Altar Bread Department passes a milestone

Our altar bread department last month shipped an order with invoice # 10,000 -- meaning, yes, that 10,000 orders, some consisting of many thousands of individual breads, have passed through our packing and shipping operation since it began in 1997.

Sr. Pauline in our altar bread packing room, surrounded by bags of hosts to be shipped, boxes of more hosts to be bagged, and the trademark foam "peanuts" that ensure the breads' safe arrival at parishes and religious communities across the country.

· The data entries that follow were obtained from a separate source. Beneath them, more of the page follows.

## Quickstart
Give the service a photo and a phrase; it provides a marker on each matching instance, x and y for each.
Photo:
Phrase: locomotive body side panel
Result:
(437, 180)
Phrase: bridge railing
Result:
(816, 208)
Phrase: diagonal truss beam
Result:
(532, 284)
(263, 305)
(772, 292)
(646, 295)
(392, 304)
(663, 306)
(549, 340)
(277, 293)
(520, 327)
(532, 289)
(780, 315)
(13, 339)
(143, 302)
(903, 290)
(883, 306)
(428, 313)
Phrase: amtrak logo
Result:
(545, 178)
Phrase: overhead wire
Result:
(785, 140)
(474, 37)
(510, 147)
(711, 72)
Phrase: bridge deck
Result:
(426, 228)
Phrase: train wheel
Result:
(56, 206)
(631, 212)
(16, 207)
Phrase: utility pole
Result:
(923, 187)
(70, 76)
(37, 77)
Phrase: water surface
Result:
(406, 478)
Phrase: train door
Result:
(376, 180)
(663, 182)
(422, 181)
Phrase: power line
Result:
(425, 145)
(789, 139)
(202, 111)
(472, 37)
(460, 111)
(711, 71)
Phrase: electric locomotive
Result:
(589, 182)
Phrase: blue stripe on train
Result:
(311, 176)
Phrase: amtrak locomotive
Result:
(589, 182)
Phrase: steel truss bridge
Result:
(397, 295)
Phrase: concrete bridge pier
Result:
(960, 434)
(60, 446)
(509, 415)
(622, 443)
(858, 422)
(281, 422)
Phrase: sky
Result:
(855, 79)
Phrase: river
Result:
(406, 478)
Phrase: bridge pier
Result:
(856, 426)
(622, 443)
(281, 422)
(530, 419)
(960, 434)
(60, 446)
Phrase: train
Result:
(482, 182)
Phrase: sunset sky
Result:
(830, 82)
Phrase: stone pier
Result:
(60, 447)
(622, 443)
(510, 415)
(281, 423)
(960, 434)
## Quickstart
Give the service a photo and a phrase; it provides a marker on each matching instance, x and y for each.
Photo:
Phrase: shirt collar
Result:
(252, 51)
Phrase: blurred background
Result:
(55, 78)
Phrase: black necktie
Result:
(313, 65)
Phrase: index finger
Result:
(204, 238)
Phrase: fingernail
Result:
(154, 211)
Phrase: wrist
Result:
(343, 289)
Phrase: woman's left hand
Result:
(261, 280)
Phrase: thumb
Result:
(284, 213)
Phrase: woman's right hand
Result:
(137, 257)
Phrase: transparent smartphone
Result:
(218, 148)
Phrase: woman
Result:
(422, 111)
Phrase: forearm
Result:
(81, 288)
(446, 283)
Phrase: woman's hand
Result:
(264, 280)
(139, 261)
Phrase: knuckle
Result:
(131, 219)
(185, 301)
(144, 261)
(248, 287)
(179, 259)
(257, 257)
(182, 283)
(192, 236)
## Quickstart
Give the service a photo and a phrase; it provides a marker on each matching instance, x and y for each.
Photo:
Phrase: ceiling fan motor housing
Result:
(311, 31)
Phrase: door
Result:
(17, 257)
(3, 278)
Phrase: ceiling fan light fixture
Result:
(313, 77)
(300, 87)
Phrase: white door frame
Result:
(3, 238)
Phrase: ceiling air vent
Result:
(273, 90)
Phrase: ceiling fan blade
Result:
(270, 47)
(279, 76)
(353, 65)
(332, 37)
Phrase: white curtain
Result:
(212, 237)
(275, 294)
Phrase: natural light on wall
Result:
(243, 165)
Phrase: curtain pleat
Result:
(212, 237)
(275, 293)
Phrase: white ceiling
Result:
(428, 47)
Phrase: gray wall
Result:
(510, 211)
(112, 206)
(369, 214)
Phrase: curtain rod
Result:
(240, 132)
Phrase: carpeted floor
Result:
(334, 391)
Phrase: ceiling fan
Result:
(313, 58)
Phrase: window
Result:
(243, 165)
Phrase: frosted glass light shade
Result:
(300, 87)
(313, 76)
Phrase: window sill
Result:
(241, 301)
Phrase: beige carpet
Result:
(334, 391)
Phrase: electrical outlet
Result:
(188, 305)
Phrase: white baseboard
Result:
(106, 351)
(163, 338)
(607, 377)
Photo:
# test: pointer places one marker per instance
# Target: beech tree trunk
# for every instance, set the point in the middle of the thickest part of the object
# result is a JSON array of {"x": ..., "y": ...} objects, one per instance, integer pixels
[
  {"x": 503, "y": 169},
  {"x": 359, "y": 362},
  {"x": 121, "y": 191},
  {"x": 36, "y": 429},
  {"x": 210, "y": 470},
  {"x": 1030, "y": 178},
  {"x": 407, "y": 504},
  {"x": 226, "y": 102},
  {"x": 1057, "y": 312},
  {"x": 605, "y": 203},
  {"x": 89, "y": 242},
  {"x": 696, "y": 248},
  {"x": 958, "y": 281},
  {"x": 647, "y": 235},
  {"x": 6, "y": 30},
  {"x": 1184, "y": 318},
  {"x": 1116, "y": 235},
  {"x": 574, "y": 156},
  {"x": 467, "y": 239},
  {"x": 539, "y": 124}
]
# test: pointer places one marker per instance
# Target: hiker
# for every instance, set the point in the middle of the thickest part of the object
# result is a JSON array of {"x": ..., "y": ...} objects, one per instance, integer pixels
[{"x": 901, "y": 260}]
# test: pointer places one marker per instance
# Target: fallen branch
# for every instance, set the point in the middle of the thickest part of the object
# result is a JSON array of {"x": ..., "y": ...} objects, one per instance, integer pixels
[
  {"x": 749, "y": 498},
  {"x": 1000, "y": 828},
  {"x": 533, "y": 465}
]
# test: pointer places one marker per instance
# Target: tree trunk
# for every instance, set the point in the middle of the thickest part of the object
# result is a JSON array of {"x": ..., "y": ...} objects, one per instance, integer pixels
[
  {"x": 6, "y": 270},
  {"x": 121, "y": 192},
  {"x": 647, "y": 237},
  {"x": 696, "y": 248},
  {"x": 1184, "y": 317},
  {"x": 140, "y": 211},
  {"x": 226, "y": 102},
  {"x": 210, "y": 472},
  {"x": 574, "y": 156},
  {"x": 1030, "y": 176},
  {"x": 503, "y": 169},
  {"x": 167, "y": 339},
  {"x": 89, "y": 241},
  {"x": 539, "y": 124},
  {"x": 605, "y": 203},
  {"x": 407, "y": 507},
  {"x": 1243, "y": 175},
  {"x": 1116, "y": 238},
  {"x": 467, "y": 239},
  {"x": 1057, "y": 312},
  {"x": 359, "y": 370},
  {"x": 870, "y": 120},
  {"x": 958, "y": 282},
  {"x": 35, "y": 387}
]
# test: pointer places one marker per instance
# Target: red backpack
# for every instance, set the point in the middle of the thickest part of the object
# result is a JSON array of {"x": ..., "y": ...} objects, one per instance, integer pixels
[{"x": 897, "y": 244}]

We do not bake the hosts ourselves, but are happy to be able to support our fellow Benedictines, the Sisters of Perpetual Adoration in Clyde, Missouri, who have been baking breads for more than 100 years, and have all the requisite equipment for large-scale baking. From them we buy hosts in bulk, then pack them into smaller bags and packages for shipment to our own customers, removing broken or flawed breads in the process. Sr. Augustine, our eldest nun at 91, still puts in a good day's work packing breads, something she has been doing since we started in late 1997.

Although one of our own Sisters had baked hosts back in the 1950s, we had shifted our energies to other work and ministries by 1963. The impetus to bring back altar bread work was our impending move from Boulder to Virginia Dale in 1997. Sr. Regina Krushen started our altar bread department during our early days in the "modulstery" of prefabricated buildings which was our home for the first two years in our new location. As she wrote for our newsletter at that time,

"This ministry serves two purposes for our Abbey. First of all, it is a means of support while our new retreat house and other facilities are under construction over the next couple of years. But more important is the spiritual dimension of this service. As contemplative Benedictine nuns committed to Christ and his Church through our lives of prayer, we endeavor by our altar bread work to share the spirit of our worship in a concrete way with all the faithful."

Sr. Regina died in 2003, but the altar bread department has continued under the guidance of Sr. Pauline, and with the help of other Sisters and many generous oblates and volunteers, who come regularly to spend a few prayerful hours at the contemplative task of sorting the breads.